The Register
Merry Xmas, OEMs
Published Wednesday 22nd March 2006 03:05 GMT
Microsoft has pushed back the consumer release of Windows Vista to January 2007, because it isn't good enough to meet its Q4 2006 target.Instead, Microsoft has staggered the launch into two parts - subscribers to Microsoft's Volume Licensing Program will be able to get the code in November 2006, while OEMs can begin shipping it in January next year.
"We needed a few more weeks," said Windows boss Jim Allchin. "We decided to optimize it for the entire industry."
That's nice. But did Microsoft only just realize it needed to do this?
Allchin said the next beta (that's "CTP", or Community Technology Preview in Redmondspeak) was on track to go to 2 million testers. He was vague on the reasoning, but mentioned quality foremost.
It's a delay that hurts PC builders far more than it hurts Microsoft - because Microsoft gets to collect a license fee for every PC sold, so long as it ships with some copy of Windows. OEMs had been hoping a Fall launch, with its accompanying marketing blitz, would boost retail sales of consumer PCs. Now they must subsidize the January upgrade, or hope consumers don't get wise, and hold off until the New Year.

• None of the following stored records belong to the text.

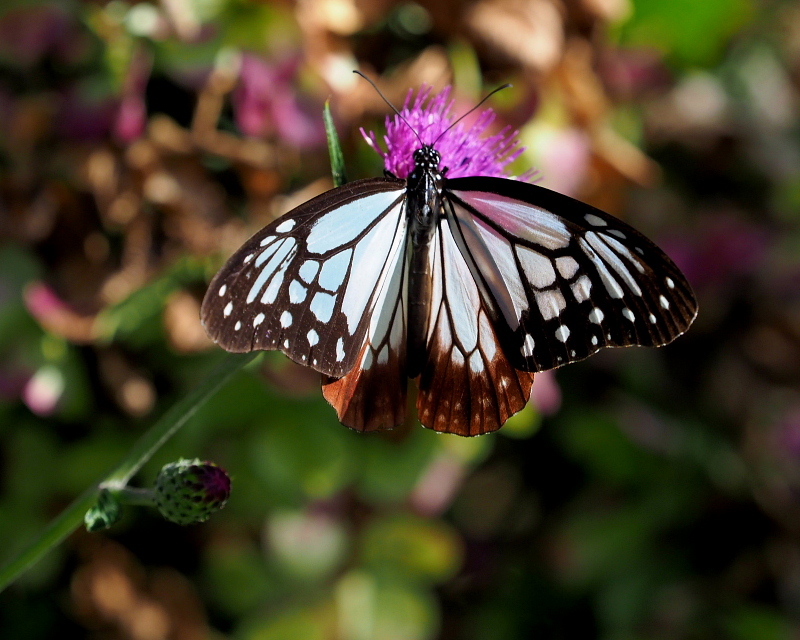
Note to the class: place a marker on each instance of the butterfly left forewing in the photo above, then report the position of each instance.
(308, 283)
(372, 395)
(574, 279)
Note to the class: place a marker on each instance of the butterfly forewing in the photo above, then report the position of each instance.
(372, 395)
(565, 279)
(311, 283)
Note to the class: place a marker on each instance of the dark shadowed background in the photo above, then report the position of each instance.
(642, 494)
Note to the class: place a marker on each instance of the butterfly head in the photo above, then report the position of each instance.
(427, 158)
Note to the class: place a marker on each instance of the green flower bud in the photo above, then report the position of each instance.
(189, 491)
(106, 512)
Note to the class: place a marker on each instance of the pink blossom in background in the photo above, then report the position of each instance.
(28, 34)
(563, 157)
(43, 390)
(546, 393)
(83, 115)
(465, 149)
(266, 103)
(723, 248)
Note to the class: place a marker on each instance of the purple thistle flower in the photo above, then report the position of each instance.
(463, 149)
(189, 491)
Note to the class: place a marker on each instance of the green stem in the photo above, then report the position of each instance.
(72, 517)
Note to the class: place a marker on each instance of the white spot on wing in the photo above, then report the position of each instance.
(611, 285)
(308, 270)
(581, 288)
(567, 266)
(282, 253)
(297, 292)
(527, 346)
(532, 223)
(379, 248)
(322, 305)
(612, 258)
(344, 224)
(488, 343)
(596, 315)
(334, 270)
(551, 303)
(461, 292)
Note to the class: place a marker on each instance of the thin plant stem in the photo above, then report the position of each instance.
(164, 428)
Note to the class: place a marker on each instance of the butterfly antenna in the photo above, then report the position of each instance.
(489, 95)
(386, 100)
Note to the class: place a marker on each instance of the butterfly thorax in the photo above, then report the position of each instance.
(424, 208)
(424, 191)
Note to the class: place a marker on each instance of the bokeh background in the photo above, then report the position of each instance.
(642, 494)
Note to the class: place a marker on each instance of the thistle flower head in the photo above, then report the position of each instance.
(465, 150)
(189, 491)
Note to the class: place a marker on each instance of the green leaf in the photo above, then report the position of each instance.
(334, 147)
(689, 33)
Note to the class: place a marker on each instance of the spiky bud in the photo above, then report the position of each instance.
(189, 491)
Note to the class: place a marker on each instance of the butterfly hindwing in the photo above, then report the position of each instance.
(467, 385)
(564, 278)
(311, 283)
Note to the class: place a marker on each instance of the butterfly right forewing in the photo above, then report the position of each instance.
(309, 283)
(565, 279)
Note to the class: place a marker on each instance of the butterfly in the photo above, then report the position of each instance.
(471, 285)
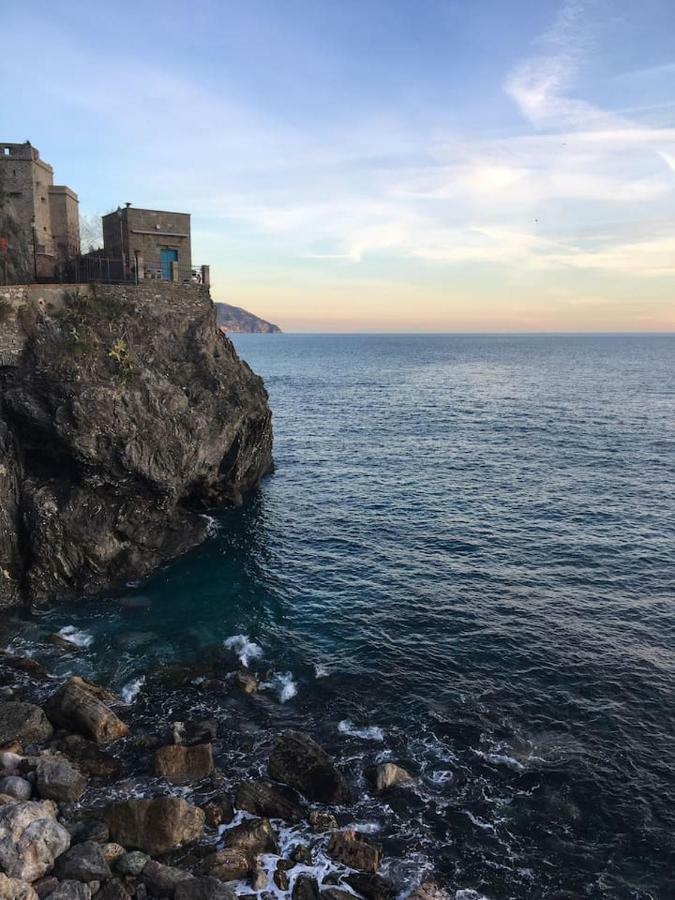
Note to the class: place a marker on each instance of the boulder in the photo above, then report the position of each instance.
(16, 787)
(230, 864)
(161, 881)
(253, 837)
(387, 775)
(154, 826)
(305, 887)
(349, 848)
(83, 862)
(372, 887)
(263, 798)
(58, 779)
(14, 889)
(81, 707)
(204, 888)
(301, 763)
(23, 722)
(30, 839)
(181, 763)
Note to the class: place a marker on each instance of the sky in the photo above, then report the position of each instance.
(375, 165)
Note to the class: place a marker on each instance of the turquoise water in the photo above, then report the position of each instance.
(464, 561)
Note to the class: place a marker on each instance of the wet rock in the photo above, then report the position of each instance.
(30, 839)
(253, 836)
(351, 850)
(203, 888)
(305, 888)
(322, 821)
(263, 798)
(23, 722)
(230, 864)
(14, 889)
(58, 779)
(131, 863)
(160, 880)
(70, 890)
(16, 787)
(190, 733)
(181, 763)
(301, 763)
(83, 862)
(387, 775)
(81, 707)
(154, 826)
(218, 812)
(372, 887)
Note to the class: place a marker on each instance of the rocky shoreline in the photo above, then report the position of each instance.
(110, 800)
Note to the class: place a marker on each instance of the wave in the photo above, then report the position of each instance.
(244, 647)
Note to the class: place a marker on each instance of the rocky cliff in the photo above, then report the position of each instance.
(124, 414)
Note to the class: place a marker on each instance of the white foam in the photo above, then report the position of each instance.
(130, 690)
(77, 637)
(370, 733)
(244, 647)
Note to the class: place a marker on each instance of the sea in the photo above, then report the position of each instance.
(465, 563)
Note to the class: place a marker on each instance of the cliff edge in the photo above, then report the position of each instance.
(124, 414)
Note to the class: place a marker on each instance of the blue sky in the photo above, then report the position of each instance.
(430, 164)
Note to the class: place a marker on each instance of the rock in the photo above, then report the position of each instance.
(387, 775)
(70, 890)
(81, 707)
(305, 888)
(181, 763)
(262, 798)
(30, 839)
(14, 889)
(351, 850)
(151, 417)
(204, 888)
(372, 887)
(18, 788)
(160, 880)
(218, 812)
(57, 779)
(253, 836)
(154, 826)
(23, 722)
(301, 763)
(190, 733)
(83, 862)
(131, 863)
(230, 864)
(322, 821)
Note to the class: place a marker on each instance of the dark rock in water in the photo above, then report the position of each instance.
(150, 418)
(300, 762)
(57, 779)
(180, 764)
(351, 850)
(372, 887)
(82, 707)
(83, 862)
(154, 826)
(262, 798)
(253, 836)
(23, 722)
(305, 888)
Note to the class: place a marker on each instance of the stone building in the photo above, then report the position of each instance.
(46, 214)
(151, 243)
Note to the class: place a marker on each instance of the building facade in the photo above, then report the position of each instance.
(46, 215)
(151, 243)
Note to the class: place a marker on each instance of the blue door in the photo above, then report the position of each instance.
(166, 257)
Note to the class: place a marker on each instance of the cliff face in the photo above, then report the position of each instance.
(238, 320)
(124, 413)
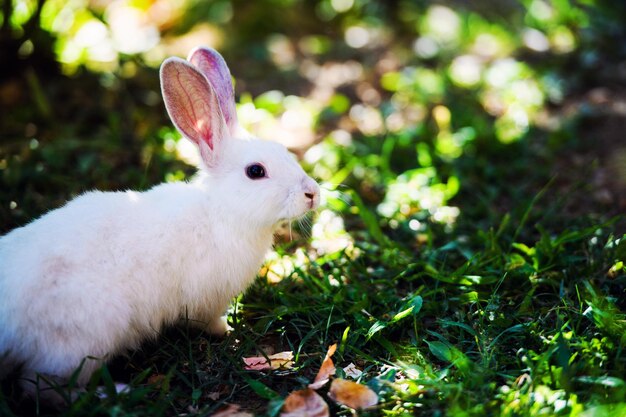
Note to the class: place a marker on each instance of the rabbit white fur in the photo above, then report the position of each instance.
(109, 269)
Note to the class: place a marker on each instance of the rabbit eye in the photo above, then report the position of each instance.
(255, 171)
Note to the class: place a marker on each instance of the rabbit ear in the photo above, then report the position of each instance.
(193, 107)
(211, 64)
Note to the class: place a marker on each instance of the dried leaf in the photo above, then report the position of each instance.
(352, 371)
(231, 410)
(326, 370)
(282, 360)
(352, 394)
(304, 403)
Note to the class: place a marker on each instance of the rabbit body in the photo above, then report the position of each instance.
(109, 269)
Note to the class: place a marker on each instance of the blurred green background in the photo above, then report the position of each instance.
(411, 103)
(472, 153)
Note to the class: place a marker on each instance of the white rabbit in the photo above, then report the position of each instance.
(109, 269)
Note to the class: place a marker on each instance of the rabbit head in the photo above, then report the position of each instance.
(256, 180)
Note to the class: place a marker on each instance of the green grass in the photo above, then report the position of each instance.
(521, 317)
(467, 259)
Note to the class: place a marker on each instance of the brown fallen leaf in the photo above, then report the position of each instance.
(282, 360)
(326, 370)
(352, 371)
(352, 394)
(231, 410)
(304, 403)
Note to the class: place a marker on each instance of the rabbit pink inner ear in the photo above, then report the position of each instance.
(211, 64)
(191, 103)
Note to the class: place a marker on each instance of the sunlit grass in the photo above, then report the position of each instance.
(442, 261)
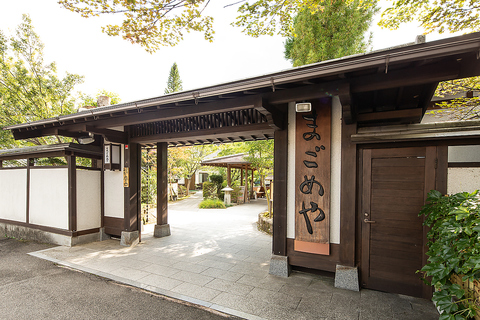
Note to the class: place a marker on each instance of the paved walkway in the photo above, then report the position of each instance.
(217, 258)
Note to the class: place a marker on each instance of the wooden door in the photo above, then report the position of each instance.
(395, 185)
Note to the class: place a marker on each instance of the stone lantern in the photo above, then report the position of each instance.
(227, 198)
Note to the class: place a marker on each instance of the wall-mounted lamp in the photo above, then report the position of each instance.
(111, 156)
(303, 107)
(86, 139)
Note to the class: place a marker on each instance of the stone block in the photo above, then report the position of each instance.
(279, 266)
(161, 231)
(346, 278)
(129, 239)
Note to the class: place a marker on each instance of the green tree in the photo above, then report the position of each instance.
(434, 15)
(174, 83)
(465, 105)
(30, 89)
(156, 23)
(88, 100)
(149, 23)
(335, 31)
(260, 155)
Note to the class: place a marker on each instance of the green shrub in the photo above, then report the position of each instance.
(212, 204)
(209, 190)
(453, 249)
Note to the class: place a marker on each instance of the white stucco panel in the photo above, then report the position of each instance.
(89, 213)
(463, 180)
(49, 197)
(13, 194)
(114, 204)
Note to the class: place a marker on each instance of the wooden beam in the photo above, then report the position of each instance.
(275, 117)
(416, 113)
(162, 183)
(402, 78)
(110, 135)
(219, 134)
(169, 113)
(307, 92)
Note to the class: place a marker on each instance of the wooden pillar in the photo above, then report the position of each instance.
(229, 176)
(162, 184)
(162, 228)
(72, 193)
(133, 191)
(246, 197)
(251, 183)
(280, 195)
(30, 164)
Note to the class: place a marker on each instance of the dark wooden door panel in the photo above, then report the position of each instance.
(393, 237)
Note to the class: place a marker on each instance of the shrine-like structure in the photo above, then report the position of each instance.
(353, 163)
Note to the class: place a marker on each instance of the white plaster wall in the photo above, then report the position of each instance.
(89, 195)
(464, 153)
(13, 194)
(114, 193)
(463, 179)
(335, 171)
(49, 197)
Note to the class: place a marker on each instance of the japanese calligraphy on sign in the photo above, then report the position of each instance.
(312, 173)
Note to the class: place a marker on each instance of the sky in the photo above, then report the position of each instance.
(77, 45)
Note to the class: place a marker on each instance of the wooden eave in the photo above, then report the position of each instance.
(54, 150)
(235, 161)
(387, 87)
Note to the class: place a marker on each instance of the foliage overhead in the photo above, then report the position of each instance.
(466, 105)
(336, 30)
(434, 15)
(30, 89)
(149, 23)
(156, 23)
(453, 249)
(174, 83)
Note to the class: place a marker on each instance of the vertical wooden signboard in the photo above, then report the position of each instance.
(312, 173)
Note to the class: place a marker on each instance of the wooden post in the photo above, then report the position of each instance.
(280, 195)
(72, 193)
(229, 177)
(246, 185)
(251, 184)
(133, 191)
(348, 196)
(162, 184)
(30, 163)
(162, 228)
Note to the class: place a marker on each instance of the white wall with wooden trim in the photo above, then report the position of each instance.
(49, 197)
(114, 192)
(89, 194)
(336, 135)
(13, 195)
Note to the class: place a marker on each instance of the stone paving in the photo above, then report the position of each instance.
(217, 258)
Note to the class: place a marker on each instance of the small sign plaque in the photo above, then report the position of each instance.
(126, 178)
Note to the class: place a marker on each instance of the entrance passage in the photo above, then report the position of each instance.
(395, 184)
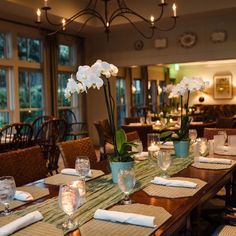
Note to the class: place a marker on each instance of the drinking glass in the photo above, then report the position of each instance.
(193, 135)
(68, 201)
(82, 166)
(126, 183)
(222, 132)
(202, 146)
(7, 192)
(153, 141)
(164, 161)
(138, 147)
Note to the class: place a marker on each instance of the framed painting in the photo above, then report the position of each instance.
(223, 87)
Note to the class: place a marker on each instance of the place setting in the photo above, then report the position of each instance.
(12, 196)
(204, 157)
(126, 218)
(82, 169)
(171, 187)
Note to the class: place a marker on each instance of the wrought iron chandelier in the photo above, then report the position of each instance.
(122, 11)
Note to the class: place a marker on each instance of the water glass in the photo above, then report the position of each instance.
(193, 135)
(7, 193)
(142, 120)
(202, 146)
(164, 161)
(138, 148)
(82, 166)
(68, 201)
(126, 183)
(153, 142)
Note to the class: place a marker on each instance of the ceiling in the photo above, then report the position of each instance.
(25, 10)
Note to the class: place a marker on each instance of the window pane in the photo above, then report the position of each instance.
(22, 48)
(4, 118)
(29, 116)
(64, 55)
(24, 89)
(36, 89)
(2, 45)
(34, 50)
(30, 89)
(3, 89)
(62, 82)
(29, 49)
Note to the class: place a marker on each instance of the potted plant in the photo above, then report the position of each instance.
(183, 89)
(124, 157)
(97, 76)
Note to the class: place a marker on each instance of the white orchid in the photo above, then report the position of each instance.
(87, 77)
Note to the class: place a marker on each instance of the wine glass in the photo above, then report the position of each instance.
(7, 192)
(193, 135)
(68, 201)
(164, 161)
(126, 183)
(82, 166)
(202, 146)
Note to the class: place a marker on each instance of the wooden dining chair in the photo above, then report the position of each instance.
(15, 136)
(105, 139)
(70, 150)
(36, 124)
(25, 165)
(210, 132)
(142, 131)
(49, 135)
(74, 129)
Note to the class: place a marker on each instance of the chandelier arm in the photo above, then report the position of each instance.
(170, 28)
(122, 11)
(49, 21)
(138, 30)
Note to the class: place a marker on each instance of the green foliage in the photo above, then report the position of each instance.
(123, 147)
(181, 134)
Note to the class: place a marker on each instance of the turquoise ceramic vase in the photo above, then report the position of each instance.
(181, 148)
(116, 166)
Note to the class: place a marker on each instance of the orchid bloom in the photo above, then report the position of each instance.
(87, 77)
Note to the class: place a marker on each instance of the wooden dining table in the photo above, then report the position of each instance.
(181, 209)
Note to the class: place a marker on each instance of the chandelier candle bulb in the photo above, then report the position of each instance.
(63, 21)
(174, 10)
(38, 15)
(45, 3)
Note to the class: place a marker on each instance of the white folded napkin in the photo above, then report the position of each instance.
(141, 156)
(23, 196)
(173, 182)
(168, 143)
(128, 218)
(22, 222)
(214, 160)
(71, 171)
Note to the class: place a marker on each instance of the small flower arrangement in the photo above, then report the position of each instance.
(183, 89)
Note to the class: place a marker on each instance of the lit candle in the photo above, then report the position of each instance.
(45, 3)
(80, 184)
(174, 9)
(152, 20)
(38, 15)
(153, 148)
(63, 21)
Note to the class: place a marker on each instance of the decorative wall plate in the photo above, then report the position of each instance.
(188, 39)
(138, 45)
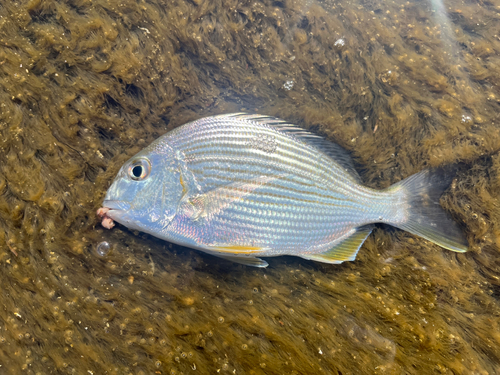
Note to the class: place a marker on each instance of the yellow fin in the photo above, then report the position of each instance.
(246, 260)
(344, 251)
(238, 254)
(236, 249)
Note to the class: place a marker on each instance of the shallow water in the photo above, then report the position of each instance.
(85, 84)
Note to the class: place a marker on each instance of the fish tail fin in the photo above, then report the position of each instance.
(423, 214)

Bill Gates liked to compare Longhorn to the Apollo space program, but it's become less of a Moonshot and more of a Moonwalk as successive targets have tip-toed backwards.
Harking back to the days of the XP beta "Whistler", which was regarded as a code cleanup and facelift for Windows 2000, Microsoft planned the all-singing, all-dancing upgrade "Blackcomb" to be released in 2003 or 2004, with what we called a coffer-filling release to emerge in late 2002 or early 2003.
Successive delays saw Blackcomb pushed back to the end of the decade, with features progressively being jettisoned, (or "decoupled", in Redmondspeak) from Longhorn.
Microsoft shares fell 3 per cent in after hours trading on the news.